A patient with sickle cell disease develops sudden-onset severe anemia, reticulocytopenia, and absent erythroid precursors in the bone marrow during a febrile illness. Parvovirus B19 serology is positive. What is the pathophysiology of this aplastic crisis?
- A Parvovirus B19 infects mature red cells causing hemolysis via complement
- B Parvovirus B19 triggers autoimmune hemolysis via molecular mimicry with RBC antigens
- C Parvovirus B19 causes splenic sequestration of reticulocytes
- D Parvovirus B19 infects erythroid progenitors (BFU-E/CFU-E) via P antigen (globoside), halting erythropoiesis ✓
Explanation
Parvovirus B19 selectively infects erythroid progenitor cells (BFU-E and CFU-E) by binding to P antigen (globoside, CD36 complex) on their surface.
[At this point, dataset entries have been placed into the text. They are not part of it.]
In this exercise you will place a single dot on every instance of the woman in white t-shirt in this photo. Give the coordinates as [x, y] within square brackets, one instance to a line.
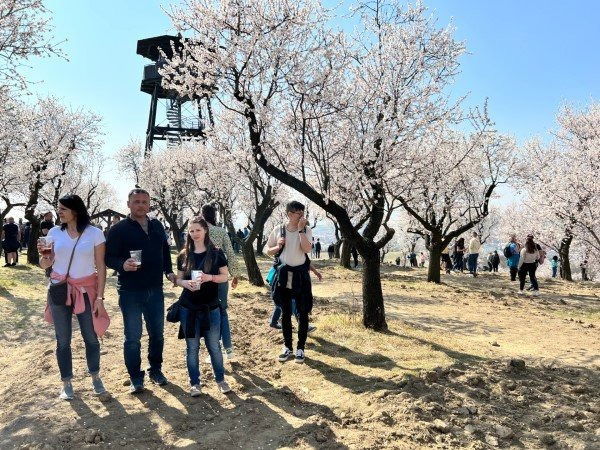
[85, 275]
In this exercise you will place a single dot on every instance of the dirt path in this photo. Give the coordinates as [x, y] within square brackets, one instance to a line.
[440, 378]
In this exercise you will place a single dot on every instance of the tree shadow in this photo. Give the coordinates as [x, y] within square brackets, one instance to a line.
[373, 360]
[26, 320]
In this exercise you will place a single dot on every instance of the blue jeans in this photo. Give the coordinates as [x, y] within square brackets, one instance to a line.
[63, 327]
[473, 262]
[225, 329]
[149, 304]
[211, 340]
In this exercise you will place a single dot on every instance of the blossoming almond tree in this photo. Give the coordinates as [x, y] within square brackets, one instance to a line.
[25, 32]
[52, 138]
[452, 191]
[265, 59]
[562, 181]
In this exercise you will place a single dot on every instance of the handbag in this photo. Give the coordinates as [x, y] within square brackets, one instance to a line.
[58, 292]
[276, 261]
[173, 313]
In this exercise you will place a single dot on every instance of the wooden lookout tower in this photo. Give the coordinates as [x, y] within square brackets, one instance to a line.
[172, 118]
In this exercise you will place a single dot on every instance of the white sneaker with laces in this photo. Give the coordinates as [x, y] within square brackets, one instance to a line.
[195, 390]
[229, 354]
[224, 387]
[285, 354]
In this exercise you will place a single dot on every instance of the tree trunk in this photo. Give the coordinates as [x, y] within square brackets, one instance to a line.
[346, 254]
[373, 307]
[336, 249]
[565, 264]
[33, 256]
[433, 271]
[254, 275]
[382, 258]
[260, 242]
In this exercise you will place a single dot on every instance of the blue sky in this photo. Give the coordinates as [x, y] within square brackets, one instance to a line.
[527, 57]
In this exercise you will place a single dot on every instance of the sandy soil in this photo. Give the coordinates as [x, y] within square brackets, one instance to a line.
[467, 364]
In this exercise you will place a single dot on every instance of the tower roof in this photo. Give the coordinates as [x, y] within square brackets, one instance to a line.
[148, 48]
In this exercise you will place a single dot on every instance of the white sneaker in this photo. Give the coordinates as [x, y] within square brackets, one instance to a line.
[195, 390]
[285, 354]
[299, 356]
[229, 354]
[66, 392]
[224, 387]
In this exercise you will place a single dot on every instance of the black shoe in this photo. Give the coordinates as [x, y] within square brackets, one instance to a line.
[136, 388]
[158, 378]
[285, 354]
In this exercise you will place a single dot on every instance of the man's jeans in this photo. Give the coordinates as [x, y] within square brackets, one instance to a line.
[149, 303]
[63, 327]
[287, 306]
[473, 262]
[211, 340]
[225, 329]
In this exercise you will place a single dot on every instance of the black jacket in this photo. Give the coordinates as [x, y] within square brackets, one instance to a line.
[128, 235]
[301, 285]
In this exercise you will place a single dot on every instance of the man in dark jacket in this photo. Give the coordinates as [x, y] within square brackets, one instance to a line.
[140, 285]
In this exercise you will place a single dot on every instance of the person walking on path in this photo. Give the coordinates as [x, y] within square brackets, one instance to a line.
[446, 260]
[583, 267]
[220, 238]
[202, 268]
[331, 251]
[474, 247]
[26, 234]
[318, 249]
[292, 277]
[554, 266]
[77, 258]
[459, 254]
[512, 251]
[495, 261]
[528, 263]
[10, 243]
[137, 249]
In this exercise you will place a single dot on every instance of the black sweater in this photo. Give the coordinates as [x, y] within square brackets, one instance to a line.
[128, 235]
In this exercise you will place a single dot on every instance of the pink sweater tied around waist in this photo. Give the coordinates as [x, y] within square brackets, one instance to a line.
[75, 287]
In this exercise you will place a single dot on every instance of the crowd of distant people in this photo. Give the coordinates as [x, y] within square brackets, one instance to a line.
[522, 260]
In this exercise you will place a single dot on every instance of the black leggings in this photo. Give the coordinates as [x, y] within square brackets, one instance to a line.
[286, 321]
[528, 268]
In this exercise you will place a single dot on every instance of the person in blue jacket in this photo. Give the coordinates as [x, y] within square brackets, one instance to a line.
[512, 252]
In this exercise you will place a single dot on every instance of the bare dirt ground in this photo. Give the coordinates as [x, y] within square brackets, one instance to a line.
[466, 364]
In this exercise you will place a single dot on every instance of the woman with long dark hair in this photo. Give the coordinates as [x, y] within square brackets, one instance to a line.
[459, 254]
[201, 268]
[10, 243]
[221, 239]
[528, 263]
[77, 258]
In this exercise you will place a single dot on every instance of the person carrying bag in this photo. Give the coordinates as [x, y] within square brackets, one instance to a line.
[77, 281]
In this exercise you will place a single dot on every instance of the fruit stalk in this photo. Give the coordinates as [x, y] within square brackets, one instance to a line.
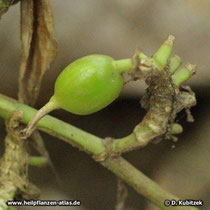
[48, 107]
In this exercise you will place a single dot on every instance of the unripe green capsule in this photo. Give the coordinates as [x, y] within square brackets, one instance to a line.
[85, 86]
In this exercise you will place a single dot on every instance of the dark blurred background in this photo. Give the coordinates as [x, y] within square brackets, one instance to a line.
[117, 28]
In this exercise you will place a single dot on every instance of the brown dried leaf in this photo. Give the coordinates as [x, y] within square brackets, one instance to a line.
[38, 47]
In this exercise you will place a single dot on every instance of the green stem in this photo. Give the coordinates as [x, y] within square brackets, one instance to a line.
[48, 107]
[92, 144]
[162, 55]
[126, 65]
[174, 64]
[129, 142]
[71, 134]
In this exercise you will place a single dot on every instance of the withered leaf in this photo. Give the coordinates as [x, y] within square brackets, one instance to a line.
[39, 47]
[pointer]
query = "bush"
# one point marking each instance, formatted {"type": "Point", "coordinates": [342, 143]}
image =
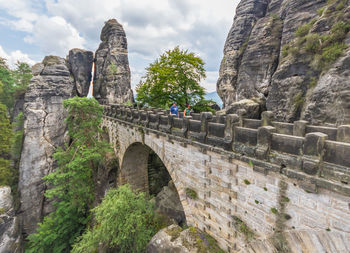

This causes transient arrest of erythropoiesis (pure red cell aplasia) for 7–10 days. In normal individuals this is asymptomatic, but in sickle cell disease where RBC survival is markedly shortened, even brief interruption of erythropoiesis causes severe aplastic crisis with rapid hemoglobin drop and reticulocytopenia. The marrow shows absence or marked reduction of erythroid precursors with characteristic giant pronormoblasts.
Reference: Robbins & Cotran Pathologic Basis of Disease, 10th ed.